Tenía gráficos en las paredes de mi habitación. Gráficos para mi trabajo, mi salvación, mi defensa. Había investigado para hacer una novela sobre el imperio romano, con el propósito de retirarme al pasado. Había estudiado también la posibilidad de una novela en el siglo XXV por si quería ocultarme en el futuro. Se alzaban esperándome cientos de libros para leer, para cercar mi cerebro.

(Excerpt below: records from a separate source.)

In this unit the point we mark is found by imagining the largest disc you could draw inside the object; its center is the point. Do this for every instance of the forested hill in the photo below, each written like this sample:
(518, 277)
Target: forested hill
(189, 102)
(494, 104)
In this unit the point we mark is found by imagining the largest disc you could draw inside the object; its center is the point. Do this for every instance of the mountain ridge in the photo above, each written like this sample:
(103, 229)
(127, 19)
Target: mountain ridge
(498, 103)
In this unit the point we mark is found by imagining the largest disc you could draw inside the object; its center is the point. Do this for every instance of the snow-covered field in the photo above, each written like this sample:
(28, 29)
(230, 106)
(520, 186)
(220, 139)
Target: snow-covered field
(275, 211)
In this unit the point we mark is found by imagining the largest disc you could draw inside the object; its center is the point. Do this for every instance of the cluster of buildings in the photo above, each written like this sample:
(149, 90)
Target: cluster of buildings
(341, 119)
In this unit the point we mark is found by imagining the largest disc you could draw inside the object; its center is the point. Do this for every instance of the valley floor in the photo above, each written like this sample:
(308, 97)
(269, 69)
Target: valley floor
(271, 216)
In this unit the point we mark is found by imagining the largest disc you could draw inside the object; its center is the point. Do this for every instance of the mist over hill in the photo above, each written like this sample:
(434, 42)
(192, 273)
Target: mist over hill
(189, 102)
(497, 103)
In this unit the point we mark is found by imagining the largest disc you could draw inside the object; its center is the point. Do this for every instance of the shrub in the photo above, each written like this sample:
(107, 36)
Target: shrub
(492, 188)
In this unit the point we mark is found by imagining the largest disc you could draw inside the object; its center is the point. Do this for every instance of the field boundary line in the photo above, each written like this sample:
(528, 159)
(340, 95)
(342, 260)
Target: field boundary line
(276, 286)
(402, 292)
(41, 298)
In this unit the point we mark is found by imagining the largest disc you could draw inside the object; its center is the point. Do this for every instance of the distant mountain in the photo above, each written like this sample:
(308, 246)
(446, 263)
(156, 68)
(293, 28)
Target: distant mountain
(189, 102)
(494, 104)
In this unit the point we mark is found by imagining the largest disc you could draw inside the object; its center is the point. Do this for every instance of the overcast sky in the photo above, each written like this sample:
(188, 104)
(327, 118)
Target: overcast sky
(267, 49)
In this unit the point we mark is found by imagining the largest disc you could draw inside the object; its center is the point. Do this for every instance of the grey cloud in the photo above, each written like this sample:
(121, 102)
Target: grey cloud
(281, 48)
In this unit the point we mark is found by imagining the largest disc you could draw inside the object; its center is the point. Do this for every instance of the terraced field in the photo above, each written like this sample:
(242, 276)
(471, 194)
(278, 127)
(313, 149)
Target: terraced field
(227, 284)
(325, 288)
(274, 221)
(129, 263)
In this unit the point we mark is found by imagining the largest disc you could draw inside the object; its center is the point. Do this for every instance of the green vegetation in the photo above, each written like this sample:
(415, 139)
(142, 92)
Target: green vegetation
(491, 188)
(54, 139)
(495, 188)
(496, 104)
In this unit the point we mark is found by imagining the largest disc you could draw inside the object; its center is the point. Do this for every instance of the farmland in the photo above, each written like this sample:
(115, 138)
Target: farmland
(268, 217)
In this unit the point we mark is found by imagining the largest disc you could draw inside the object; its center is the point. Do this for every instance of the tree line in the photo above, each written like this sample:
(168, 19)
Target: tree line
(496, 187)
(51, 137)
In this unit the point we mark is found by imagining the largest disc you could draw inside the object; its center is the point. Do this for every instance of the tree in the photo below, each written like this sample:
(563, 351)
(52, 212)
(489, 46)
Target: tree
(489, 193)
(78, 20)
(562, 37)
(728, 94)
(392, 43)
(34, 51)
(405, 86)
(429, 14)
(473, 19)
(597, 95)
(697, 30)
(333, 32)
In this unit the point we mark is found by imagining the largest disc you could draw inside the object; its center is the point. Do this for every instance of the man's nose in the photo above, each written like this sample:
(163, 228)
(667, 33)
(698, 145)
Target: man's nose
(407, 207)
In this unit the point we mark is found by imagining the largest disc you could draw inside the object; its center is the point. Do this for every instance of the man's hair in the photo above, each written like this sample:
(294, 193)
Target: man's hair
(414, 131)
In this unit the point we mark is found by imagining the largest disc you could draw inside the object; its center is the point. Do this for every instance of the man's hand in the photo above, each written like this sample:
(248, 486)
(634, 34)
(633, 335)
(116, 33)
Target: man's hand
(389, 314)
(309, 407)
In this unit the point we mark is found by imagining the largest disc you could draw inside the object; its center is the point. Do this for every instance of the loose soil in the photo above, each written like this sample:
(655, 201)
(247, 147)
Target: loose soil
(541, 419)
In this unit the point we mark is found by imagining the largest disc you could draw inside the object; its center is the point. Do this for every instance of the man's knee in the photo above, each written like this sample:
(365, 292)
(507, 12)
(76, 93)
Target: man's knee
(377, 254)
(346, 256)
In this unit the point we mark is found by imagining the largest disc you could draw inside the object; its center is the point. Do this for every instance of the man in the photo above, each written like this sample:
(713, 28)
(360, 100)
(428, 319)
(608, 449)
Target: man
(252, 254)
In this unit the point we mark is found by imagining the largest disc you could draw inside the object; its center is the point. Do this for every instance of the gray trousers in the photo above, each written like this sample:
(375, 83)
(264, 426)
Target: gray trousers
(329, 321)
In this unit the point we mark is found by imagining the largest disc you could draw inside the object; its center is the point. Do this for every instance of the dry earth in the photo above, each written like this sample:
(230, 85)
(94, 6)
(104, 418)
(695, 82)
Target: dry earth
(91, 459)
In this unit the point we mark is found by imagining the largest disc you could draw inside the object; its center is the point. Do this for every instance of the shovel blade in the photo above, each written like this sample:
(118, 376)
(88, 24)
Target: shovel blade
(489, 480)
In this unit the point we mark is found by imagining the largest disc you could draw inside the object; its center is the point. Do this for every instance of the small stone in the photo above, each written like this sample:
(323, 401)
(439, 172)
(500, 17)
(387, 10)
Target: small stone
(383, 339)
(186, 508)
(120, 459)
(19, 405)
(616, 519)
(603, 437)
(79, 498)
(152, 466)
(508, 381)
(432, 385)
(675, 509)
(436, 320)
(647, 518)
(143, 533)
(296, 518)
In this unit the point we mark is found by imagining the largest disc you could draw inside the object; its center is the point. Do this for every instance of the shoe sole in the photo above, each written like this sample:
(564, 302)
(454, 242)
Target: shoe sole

Arrimé un gran sillón al ventanal para poder ver caer la nieve cómodamente. Sonó el timbre de la cocina. La cena estaba lista. Mi familia debía estar esperándome, mi mujer y mis hijos. ¿Qué demonios les pasaba después de tanto tiempo? Contemplé la nieve, casi era una tormenta. El mundo exterior estaba completamente blanco. Volvió a sonar el timbre, con insistencia. Si yo estuviese vivo, me habría levantado y bajado al alegre comedor y disfrutado de una cena feliz. Miraba la nieve. De nuevo sonó el timbre.

Eché un vistazo al gráfico. Había escrito mi primer capítulo de la novela del imperio romano y diez páginas de notas de la del siglo XXV. En aquel momento decidí que escribiría sobre el futuro.

Volvió a sonar el timbre, larga e incesantemente. Cerré las puertas de mi estudio y bajé a la casa, al comedor. Entré, y al entrar lancé un suspiro de alivio.